Trend in Merger Notifications
The report also notes that there was a substantial increase in the number of mergers received in 2021, following the removal of Covid-19 restrictions, but a slight fall back in numbers received in 2022. The CCPC attribute this reduction to adjustments in financial thresholds for mandatory notification of proposed mergers or acquisitions that came into effect in January 2019. The report states that the fall in numbers is due to a decrease in the number of transactions that reach the threshold for mandatory notification.
Conclusion
The key take-away from the Report is that businesses involved in international m & a must take seriously the Irish merger control regime. As highlighted in the Report, Irish competition legislation has been subject to a number of important amendments which have strengthened the review powers of the CCPC, and given it more teeth as a result . The fact that the CCPC has now prohibited a proposed merger for the first time since its establishment indicates its willingness to intervene to protect markets. However, the CCPC aims to complete the process of merger review in an efficient and effective manner, with the average time for a Phase 1 decision being 17.9 working days. This suggests that the CCPC is indeed efficient in the majority of its review processes and the statistics demonstrate that the majority of procedures are cleared without a Phase 2 investigation. In a number of decisions, the CCPC has also shown an openness to addressing merger concerns with behavioural remedies, perhaps marking a different approach to the UK Competition and Markets Authority.

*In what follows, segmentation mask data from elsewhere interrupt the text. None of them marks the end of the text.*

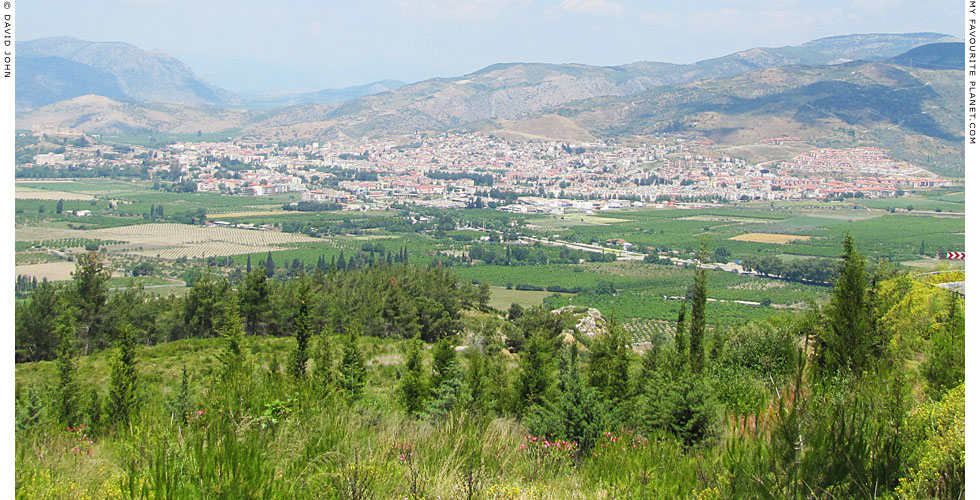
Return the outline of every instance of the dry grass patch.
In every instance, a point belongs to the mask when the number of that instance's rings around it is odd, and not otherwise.
[[[775,243],[785,245],[794,241],[808,241],[810,236],[799,234],[778,234],[778,233],[746,233],[728,238],[735,241],[751,241],[753,243]]]
[[[74,270],[74,262],[48,262],[46,264],[16,266],[15,272],[25,276],[34,276],[38,281],[44,278],[47,278],[48,281],[68,281],[71,279],[71,273]]]
[[[48,189],[36,189],[27,186],[16,186],[14,188],[14,198],[18,200],[65,200],[65,201],[88,201],[95,197],[90,194],[69,193],[68,191],[51,191]]]
[[[208,214],[208,218],[212,220],[221,219],[222,217],[234,218],[234,217],[251,217],[259,215],[284,215],[284,214],[294,214],[296,212],[291,212],[289,210],[255,210],[253,212],[225,212],[223,214]]]
[[[145,257],[220,257],[282,250],[280,245],[323,241],[303,234],[259,231],[234,227],[201,227],[189,224],[138,224],[104,229],[18,228],[18,241],[61,238],[92,238],[124,241],[112,246],[111,253],[131,253]]]

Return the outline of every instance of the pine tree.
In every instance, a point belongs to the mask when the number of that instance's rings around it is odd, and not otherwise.
[[[422,363],[422,341],[408,341],[405,356],[405,373],[399,382],[399,392],[405,412],[409,415],[419,415],[425,409],[428,398],[429,384]]]
[[[75,323],[76,309],[65,307],[58,317],[58,348],[56,366],[58,368],[58,388],[55,398],[55,410],[59,420],[75,425],[78,416],[77,398],[78,383],[75,380],[75,338],[78,326]]]
[[[137,405],[136,331],[129,325],[119,330],[119,354],[109,375],[109,418],[123,427],[129,424]]]
[[[691,348],[691,371],[701,373],[704,367],[704,329],[705,307],[708,301],[708,276],[701,265],[707,260],[705,243],[701,242],[701,252],[694,271],[694,292],[691,297],[691,325],[688,327]]]
[[[344,355],[340,360],[340,388],[351,399],[357,399],[364,391],[367,369],[357,346],[359,330],[350,328],[344,338]]]
[[[248,254],[248,257],[245,258],[245,272],[252,272],[252,254]]]
[[[337,259],[337,270],[338,271],[346,271],[347,270],[347,261],[344,260],[344,251],[343,250],[340,251],[340,257]]]
[[[55,206],[55,213],[62,213],[65,211],[65,200],[58,200],[58,205]]]
[[[296,301],[299,303],[296,316],[293,318],[296,350],[293,351],[289,372],[296,378],[302,378],[306,376],[306,361],[310,358],[307,345],[313,335],[313,321],[310,318],[310,283],[305,276],[300,280]]]

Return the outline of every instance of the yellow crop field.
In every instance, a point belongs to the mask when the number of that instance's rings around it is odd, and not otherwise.
[[[807,241],[810,239],[810,236],[777,233],[746,233],[733,236],[728,239],[735,241],[751,241],[754,243],[776,243],[778,245],[785,245],[794,241]]]

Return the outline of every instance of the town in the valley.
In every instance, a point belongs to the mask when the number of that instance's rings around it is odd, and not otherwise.
[[[126,169],[144,179],[180,181],[187,192],[234,196],[296,193],[335,209],[384,209],[393,203],[438,208],[494,207],[518,213],[590,213],[625,206],[678,206],[777,200],[900,197],[954,181],[873,147],[808,147],[798,137],[787,160],[751,163],[711,141],[662,135],[649,142],[514,141],[481,133],[287,145],[247,139],[111,146],[71,130],[63,151],[35,155],[21,169],[49,172]]]

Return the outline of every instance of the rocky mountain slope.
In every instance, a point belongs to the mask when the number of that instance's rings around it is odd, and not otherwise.
[[[84,95],[18,116],[17,128],[54,124],[97,134],[193,134],[236,128],[247,116],[245,111],[216,106],[133,103]]]
[[[237,104],[241,98],[194,75],[162,52],[122,42],[88,42],[52,37],[18,42],[16,102],[37,109],[86,94],[135,102]]]
[[[575,101],[625,98],[665,86],[734,77],[766,68],[825,65],[849,57],[890,57],[923,43],[949,38],[934,33],[849,35],[798,47],[755,48],[686,65],[495,64],[468,75],[425,80],[340,105],[294,106],[266,113],[257,117],[249,129],[289,139],[409,134],[472,126],[488,120],[513,122]]]

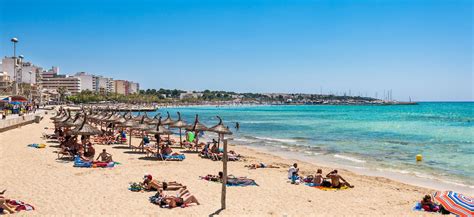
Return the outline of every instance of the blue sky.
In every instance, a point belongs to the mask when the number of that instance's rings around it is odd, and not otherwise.
[[[0,55],[142,88],[473,100],[470,0],[0,0]]]

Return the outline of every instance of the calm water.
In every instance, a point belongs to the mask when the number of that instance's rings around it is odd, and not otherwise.
[[[235,143],[277,148],[356,167],[474,186],[474,103],[416,106],[254,106],[164,108],[195,114],[208,126],[220,115],[241,129]],[[163,115],[165,116],[165,115]],[[211,134],[210,134],[211,135]],[[415,156],[424,161],[417,163]]]

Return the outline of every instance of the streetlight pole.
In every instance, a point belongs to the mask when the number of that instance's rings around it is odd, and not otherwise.
[[[17,72],[17,84],[19,85],[18,87],[18,90],[21,90],[19,91],[21,94],[24,94],[24,85],[21,85],[22,83],[22,78],[23,78],[23,59],[25,57],[23,55],[18,55],[18,59],[20,60],[19,63],[20,63],[20,68],[18,69],[18,72]]]
[[[12,38],[10,40],[13,43],[13,77],[15,78],[15,90],[14,90],[14,95],[18,94],[18,82],[17,82],[17,72],[16,72],[16,43],[18,43],[17,38]]]
[[[30,74],[30,94],[28,94],[28,96],[29,96],[29,98],[30,98],[30,103],[33,101],[33,96],[32,96],[32,93],[31,93],[31,91],[32,91],[32,89],[33,89],[33,84],[31,83],[31,74],[32,74],[32,73],[33,73],[32,71],[29,71],[29,72],[28,72],[28,74]]]

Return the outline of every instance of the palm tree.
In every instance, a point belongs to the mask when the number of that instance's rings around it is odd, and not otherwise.
[[[65,87],[59,87],[58,88],[58,93],[59,93],[59,101],[62,102],[66,98],[66,88]]]

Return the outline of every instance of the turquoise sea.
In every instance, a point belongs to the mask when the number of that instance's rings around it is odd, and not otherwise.
[[[163,108],[212,126],[220,115],[233,143],[294,152],[354,167],[474,186],[474,103],[413,106],[225,106]],[[150,114],[151,115],[151,114]],[[209,133],[209,136],[214,136]],[[417,163],[415,156],[424,160]]]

Further changes to the regulatory landscape can be expected in 2023. On 22 December 2022, the Dail Eireann (Irish Parliamentary lower house) passed the Screening of Third Country Transactions Bill 2022 (Bill 77 of 2022). Following on from EU Regulation (EU) 2019/452 the Bill, would for the first time enable Ireland establish a screening mechanism for third country investment. This Bill aims to address the national security concerns related to mergers and acquisitions by introducing a mandatory notification requirement for transactions that are likely to affect security or public order, even if the merger does not raise competition concerns. Failure to notify could result in a fine (up to a maximum of €4 million) or even a term of imprisonment under the proposals. These would also allow the CCPC to seek court injunctions to prevent the implementation of a merger pending a review. We will continue our scrutiny of the Irish regulatory framework with a more in-depth review of the Bill’s provisions in a future article.